Penghilangan pertama
adalah kegagalan untuk mengidentifikasi reformis progresif dan liberal sebagai kelompok
sosial yang berbeda dengan tujuan mereka sendiri. Diakui, di era Victoria, para
reformator liberal dan pendidik masyarakat bersatu dalam tujuan yang sama, memperluas
pendidikan untuk semua anggota gugus. Mungkin karena alasan ini, Williams menuliskan
yang terakhir disebutkan saja. Namun kedua kelompok dapat dibedakan, dan
memiliki tujuan yang semakin berbeda.
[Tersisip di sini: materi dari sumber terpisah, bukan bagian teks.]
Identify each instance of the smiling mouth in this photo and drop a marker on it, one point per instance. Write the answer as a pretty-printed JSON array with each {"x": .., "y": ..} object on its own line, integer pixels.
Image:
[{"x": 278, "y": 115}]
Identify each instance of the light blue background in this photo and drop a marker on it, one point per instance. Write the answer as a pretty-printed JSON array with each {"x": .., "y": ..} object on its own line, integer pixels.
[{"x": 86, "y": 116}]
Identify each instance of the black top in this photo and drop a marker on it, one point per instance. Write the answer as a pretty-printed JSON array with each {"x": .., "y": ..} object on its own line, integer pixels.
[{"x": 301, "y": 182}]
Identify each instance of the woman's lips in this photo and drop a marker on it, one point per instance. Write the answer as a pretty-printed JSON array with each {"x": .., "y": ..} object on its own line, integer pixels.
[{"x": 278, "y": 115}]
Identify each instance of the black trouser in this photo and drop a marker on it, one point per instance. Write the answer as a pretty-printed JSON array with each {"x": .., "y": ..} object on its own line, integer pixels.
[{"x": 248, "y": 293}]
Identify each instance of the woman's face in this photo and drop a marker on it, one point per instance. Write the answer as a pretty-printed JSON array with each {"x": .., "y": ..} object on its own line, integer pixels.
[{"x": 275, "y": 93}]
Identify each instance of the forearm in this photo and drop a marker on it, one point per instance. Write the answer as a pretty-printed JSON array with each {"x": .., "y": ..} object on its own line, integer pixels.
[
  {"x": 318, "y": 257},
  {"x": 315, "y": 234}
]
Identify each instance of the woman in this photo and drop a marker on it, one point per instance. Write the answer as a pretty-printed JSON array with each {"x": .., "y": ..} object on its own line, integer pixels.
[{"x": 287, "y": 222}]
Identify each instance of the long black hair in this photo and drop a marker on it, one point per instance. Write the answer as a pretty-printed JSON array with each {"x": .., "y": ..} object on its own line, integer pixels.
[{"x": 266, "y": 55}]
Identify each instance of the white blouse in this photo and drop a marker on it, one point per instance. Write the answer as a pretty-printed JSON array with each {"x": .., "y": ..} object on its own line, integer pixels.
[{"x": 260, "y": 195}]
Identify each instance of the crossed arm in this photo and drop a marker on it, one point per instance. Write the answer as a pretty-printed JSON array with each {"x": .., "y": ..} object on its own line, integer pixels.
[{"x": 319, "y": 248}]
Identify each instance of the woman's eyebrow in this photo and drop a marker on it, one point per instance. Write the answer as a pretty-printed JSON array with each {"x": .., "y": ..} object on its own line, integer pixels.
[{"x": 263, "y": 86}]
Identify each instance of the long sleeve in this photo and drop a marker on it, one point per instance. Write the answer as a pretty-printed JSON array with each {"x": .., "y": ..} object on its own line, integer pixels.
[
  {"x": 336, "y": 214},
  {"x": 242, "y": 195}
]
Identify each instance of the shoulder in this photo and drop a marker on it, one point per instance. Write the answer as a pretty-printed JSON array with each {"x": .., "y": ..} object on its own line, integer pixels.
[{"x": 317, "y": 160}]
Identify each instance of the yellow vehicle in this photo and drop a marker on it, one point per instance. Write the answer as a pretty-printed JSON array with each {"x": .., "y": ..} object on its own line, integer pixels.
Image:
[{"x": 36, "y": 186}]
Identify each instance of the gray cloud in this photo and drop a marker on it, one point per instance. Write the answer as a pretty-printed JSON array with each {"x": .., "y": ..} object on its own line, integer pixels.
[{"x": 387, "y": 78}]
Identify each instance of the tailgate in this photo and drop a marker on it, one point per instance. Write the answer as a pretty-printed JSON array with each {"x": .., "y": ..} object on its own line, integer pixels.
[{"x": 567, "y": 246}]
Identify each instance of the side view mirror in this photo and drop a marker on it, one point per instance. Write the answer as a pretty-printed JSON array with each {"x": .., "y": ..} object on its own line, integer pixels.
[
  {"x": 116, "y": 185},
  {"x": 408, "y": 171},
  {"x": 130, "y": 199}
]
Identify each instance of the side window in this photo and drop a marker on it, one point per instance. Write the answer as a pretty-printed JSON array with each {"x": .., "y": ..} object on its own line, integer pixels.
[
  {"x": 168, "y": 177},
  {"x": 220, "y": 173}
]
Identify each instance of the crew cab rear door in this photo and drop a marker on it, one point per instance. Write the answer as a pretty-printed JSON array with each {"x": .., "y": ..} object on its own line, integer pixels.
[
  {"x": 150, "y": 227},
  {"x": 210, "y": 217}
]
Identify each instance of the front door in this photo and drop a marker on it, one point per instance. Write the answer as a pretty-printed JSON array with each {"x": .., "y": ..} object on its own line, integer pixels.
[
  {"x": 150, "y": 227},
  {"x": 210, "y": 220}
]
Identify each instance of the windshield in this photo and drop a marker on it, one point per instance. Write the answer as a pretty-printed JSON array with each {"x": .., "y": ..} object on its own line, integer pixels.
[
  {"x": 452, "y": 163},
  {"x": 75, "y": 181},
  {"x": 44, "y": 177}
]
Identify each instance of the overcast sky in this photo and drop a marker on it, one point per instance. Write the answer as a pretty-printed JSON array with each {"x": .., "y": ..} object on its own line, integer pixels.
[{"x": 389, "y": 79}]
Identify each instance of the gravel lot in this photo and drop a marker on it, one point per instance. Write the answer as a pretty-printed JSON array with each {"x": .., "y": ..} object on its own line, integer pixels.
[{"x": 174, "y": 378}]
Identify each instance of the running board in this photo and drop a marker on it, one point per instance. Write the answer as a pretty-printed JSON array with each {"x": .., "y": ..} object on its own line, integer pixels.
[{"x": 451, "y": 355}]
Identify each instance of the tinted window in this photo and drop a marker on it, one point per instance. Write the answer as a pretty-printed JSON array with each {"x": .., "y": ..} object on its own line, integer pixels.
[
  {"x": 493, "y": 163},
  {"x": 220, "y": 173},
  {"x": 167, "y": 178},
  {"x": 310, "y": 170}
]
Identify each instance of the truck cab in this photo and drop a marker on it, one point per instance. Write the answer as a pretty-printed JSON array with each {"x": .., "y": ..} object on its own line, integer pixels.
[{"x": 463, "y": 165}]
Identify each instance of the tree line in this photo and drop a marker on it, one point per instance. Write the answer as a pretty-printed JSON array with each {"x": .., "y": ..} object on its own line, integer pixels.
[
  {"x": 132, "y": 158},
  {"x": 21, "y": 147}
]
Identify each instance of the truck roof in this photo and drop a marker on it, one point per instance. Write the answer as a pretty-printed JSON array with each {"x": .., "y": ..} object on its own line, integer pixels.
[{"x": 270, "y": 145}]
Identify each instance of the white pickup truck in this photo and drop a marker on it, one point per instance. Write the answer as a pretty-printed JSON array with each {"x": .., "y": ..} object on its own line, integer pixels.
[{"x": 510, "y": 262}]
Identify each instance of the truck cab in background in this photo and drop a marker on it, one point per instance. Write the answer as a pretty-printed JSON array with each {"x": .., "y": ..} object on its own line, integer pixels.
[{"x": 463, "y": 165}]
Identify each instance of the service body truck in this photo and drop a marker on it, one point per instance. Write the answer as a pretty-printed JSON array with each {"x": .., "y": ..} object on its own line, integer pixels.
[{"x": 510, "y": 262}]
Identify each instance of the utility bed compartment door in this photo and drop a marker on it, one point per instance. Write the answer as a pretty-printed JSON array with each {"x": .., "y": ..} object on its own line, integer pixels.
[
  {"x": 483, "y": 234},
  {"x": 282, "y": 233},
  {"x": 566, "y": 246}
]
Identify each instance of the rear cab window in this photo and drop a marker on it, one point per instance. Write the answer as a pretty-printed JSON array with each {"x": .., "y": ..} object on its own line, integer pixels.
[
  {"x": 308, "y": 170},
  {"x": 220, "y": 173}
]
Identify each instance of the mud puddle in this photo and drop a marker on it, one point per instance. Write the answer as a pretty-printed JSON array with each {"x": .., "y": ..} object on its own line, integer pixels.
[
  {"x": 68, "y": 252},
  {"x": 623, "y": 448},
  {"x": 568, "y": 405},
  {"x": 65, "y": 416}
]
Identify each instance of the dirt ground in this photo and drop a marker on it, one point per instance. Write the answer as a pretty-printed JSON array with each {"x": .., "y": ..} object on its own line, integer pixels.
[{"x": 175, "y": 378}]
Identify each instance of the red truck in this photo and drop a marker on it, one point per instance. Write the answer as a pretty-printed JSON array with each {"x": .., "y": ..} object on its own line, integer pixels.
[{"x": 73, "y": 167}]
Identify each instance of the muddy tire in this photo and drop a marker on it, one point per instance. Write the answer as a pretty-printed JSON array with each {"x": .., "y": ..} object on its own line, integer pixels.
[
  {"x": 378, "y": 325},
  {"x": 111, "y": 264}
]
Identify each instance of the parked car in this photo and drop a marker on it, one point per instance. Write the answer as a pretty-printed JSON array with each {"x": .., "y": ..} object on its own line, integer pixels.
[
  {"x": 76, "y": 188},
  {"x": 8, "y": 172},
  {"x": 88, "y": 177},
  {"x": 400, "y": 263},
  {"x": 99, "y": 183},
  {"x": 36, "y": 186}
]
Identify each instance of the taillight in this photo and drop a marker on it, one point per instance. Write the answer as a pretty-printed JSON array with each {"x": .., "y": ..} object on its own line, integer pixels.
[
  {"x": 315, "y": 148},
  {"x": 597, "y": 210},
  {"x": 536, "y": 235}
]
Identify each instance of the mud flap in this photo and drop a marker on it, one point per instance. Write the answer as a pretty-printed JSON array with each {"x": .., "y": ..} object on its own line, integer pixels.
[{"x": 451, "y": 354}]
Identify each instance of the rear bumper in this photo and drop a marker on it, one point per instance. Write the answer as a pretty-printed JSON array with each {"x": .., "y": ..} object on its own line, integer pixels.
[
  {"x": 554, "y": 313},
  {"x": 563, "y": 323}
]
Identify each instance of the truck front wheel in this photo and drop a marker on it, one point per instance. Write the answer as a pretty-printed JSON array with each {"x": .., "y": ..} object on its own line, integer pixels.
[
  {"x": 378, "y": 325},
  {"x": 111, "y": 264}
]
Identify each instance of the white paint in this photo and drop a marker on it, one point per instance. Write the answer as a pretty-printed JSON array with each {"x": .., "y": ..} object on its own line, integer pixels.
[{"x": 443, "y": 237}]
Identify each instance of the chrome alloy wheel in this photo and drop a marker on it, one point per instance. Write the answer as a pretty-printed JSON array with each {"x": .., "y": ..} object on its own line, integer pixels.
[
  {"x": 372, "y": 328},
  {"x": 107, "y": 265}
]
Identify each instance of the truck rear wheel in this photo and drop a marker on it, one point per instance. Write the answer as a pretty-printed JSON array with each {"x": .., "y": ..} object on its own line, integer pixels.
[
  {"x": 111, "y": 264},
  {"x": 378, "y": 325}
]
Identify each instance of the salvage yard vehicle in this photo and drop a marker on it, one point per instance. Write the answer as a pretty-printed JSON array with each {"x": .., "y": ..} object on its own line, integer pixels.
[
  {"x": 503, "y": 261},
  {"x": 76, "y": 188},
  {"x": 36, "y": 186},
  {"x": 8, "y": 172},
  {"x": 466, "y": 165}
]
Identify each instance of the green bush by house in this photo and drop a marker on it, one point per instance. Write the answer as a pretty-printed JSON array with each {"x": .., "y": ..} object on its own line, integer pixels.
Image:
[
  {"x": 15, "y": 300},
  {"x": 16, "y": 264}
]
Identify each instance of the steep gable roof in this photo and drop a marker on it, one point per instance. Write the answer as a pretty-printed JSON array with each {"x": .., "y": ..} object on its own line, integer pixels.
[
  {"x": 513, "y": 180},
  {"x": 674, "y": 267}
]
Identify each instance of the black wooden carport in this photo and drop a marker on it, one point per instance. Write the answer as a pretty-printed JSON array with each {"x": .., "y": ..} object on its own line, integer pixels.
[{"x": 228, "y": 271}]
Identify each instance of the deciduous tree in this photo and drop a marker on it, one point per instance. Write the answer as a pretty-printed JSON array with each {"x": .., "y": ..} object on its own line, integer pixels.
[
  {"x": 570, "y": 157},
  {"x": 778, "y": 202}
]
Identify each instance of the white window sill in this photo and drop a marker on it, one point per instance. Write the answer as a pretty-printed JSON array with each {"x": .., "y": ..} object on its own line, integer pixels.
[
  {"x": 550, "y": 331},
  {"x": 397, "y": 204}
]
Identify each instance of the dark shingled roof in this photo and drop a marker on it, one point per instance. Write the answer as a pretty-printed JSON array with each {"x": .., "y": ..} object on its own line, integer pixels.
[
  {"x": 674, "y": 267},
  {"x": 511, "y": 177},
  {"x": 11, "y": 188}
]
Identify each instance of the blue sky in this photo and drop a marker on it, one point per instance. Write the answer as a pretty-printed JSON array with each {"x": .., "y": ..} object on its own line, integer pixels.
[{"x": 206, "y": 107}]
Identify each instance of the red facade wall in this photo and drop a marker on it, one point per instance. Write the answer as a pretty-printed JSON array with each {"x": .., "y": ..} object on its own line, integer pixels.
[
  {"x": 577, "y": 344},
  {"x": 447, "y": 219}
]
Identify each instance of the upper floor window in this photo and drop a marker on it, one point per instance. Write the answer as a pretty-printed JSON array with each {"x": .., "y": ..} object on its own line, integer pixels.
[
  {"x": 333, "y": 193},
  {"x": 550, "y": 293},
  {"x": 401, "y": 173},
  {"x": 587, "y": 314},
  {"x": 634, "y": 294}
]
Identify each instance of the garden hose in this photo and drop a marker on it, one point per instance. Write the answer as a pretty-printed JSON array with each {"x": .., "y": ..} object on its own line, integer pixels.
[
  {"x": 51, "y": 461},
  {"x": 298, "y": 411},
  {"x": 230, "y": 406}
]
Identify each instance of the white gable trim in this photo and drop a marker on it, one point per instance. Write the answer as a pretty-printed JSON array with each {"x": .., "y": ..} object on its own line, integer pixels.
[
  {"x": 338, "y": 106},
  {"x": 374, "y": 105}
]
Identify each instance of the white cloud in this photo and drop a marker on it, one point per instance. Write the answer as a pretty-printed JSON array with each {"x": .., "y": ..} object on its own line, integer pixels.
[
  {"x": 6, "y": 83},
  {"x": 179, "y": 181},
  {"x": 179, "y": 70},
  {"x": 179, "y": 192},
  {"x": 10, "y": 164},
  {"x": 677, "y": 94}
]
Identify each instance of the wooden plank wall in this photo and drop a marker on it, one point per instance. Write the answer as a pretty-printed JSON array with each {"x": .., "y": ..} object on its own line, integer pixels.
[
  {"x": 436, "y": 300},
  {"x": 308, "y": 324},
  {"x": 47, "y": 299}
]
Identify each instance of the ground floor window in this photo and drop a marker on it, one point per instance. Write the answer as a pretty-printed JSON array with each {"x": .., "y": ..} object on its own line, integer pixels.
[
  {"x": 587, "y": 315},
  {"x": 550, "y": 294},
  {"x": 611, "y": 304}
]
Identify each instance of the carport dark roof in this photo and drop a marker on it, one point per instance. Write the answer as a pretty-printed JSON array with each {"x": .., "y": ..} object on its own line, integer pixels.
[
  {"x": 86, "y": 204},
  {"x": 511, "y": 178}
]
Kelompok ini adalah, reformis progresif
liberal, disebut ‘pendidik progresif ' (yang slogannya biasanya berbunyi 'selamatkan
anak’), dan pendidik masyarakatyang berhubungan dengan pendidikan untuk
semua untuk mempromosikan kewarganegaraan yang demokratis.
Bahkan, Williams
tidak membedakan antara dua aliran pendidik publik, seperti yang ditunjukkanYoung
(1971a). Hal ini merupakan reformis sosial demokrasi yang mendukung ‘pendidikan
untuk semua’, yang sebagian besar tujuannya sesuai dengan kelompok pendidik
progresif, dan aktivis populis/proletar mendesak untuk adanya relevansi,
pilihan dan partisipasi dalam pendidikan, yang mana sifat ini sedikit banyak
sama dengan para pendidik publik modern yang lebih radikal. Jadi meskipun
pendidik progresif tidak dibedakan oleh Williams, dapat dikatakan bahwa mereka telah
ada sebelumnya dalam analisis.
Penambahan kelompok
kepentingan baru, pendidik progresif, adalah sesuai dengan perbedaan yang
dikenal luas antara dua tradisi dalam pendidikan dasar: sekolah dasar dan
tradisi progresif. Hal ini dapat ditemukan, misalnya, dalam Dearden (1968),
Golby (1982) dan Ramsden (1986). Dengan demikian, tradisi progresif dalam
pendidikan dasar secara luas diakui, dan layak ditambah kedalam analisis
Williams (1961), memunculkan empat kelompok.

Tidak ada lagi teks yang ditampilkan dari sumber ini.